Lua MapReduce implementation based in MongoDB. It differs from rohitjoshi/lua-mapreduce in the basis of the communication between the processes. In order to allow fault tolerancy, and to reduce the communication protocol complexity, this implementation relies on mongoDB. So, all the data is stored at auxiliary mongoDB collections.
This software depends in:
Copy the mapreduce
directory to a place visible from your LUA_PATH
environment variable. It is possible to add the active directory by writing in
the terminal:
$ export LUA_PATH='?.lua;?/init.lua'
Available at wiki pages.
Word-count example using Europarl v7 English data, with 1,965,734 lines and 49,158,635 running words. The data has been splitted in 197 files with a maximum of 10,000 lines per file. The task is executed in one machine with four cores. The machine runs a MongoDB server, a lua-mapreduce server and four lua-mapreduce workers. Note that this task is not fair because the data could be stored in the local filesystem.

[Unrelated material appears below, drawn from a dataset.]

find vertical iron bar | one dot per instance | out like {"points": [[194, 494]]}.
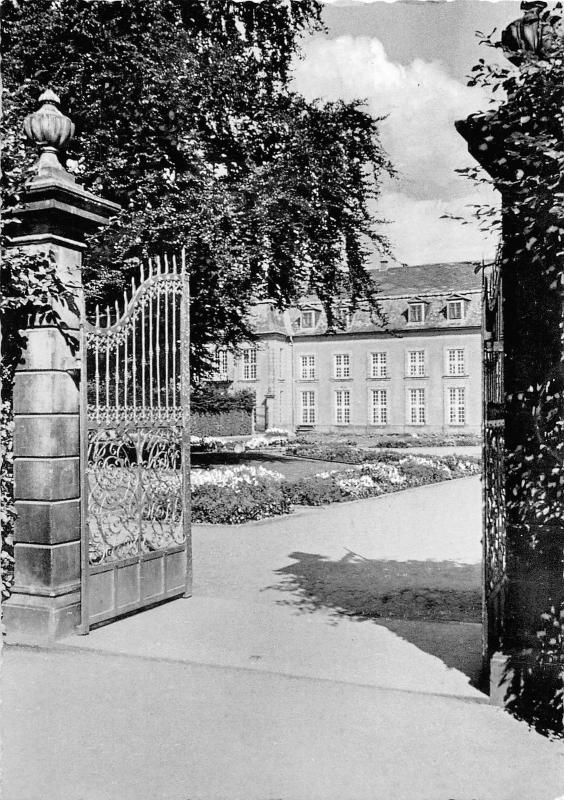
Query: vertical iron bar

The output of lua-mapreduce was:
$ ./ > output
# Iteration 1
# Preparing Map
# Map execution, size= 197
100.0 %
# Preparing Reduce
# Reduce execution, num_files= 1970 size= 10
100.0 %
# Map sum(cpu_time) 80.297174
# Reduce sum(cpu_time) 56.829328
# Sum(cpu_time) 137.126502
# Map sum(real_time) 84.476371
# Reduce sum(real_time) 63.458693
# Sum(real_time) 147.935064
# Sum(sys_time) 10.808562
# Map cluster time 26.661836
# Reduce cluster time 20.710385
# Cluster time 47.372221
# Failed maps 0
# Failed reduces 0
# Server time 49.229152
# Final execution
Note 1: using only one worker takes: 146 seconds
Note 2: using 30 mappers and 15 reducers (30 workers) takes: 32 seconds
A naive word-count version implemented with pipes and shellscripts takes:
$ time cat /home/experimentos/CORPORA/EUROPARL/en-splits/* | \
tr ' ' '\n' | sort | uniq -c > output-pipes
real 2m21.272s
user 2m23.339s
sys 0m2.951s
A naive word-count version implemented in Lua takes:
$ time cat /home/experimentos/CORPORA/EUROPARL/en-splits/* | \
lua misc/naive.lua > output-naivetime
real 0m26.125s
user 0m17.458s
sys 0m0.324s
Looking to these numbers, it is clear that the better is to work in main memory and in local storage filesystem, as in the naive Lua implementation, which needs only 26 seconds (real time), but uses local disk files. The map-reduce approach takes 49 seconds (real time) with four workers and 146 seconds (real time) with only one worker. These last two numbers are comparable with the naive shellscript implementation using pipes, which takes 146 seconds (real time). Concluding, the preliminar lua-mapreduce implementation, using four workers and MongoDB for communication and GridFS for auxiliary storage, is up to 3 times faster than a shellscript implementation using pipes. Both implementations sort the data in order to aggregate the results. In the future, a larger data task will be choosen to compare this implementation with raw map-reduce in MongoDB and/or Hadoop.
This software is in development. More documentation will be added to the wiki pages, while we have time to do that. Collaboration is open, and all your contributions will be welcome.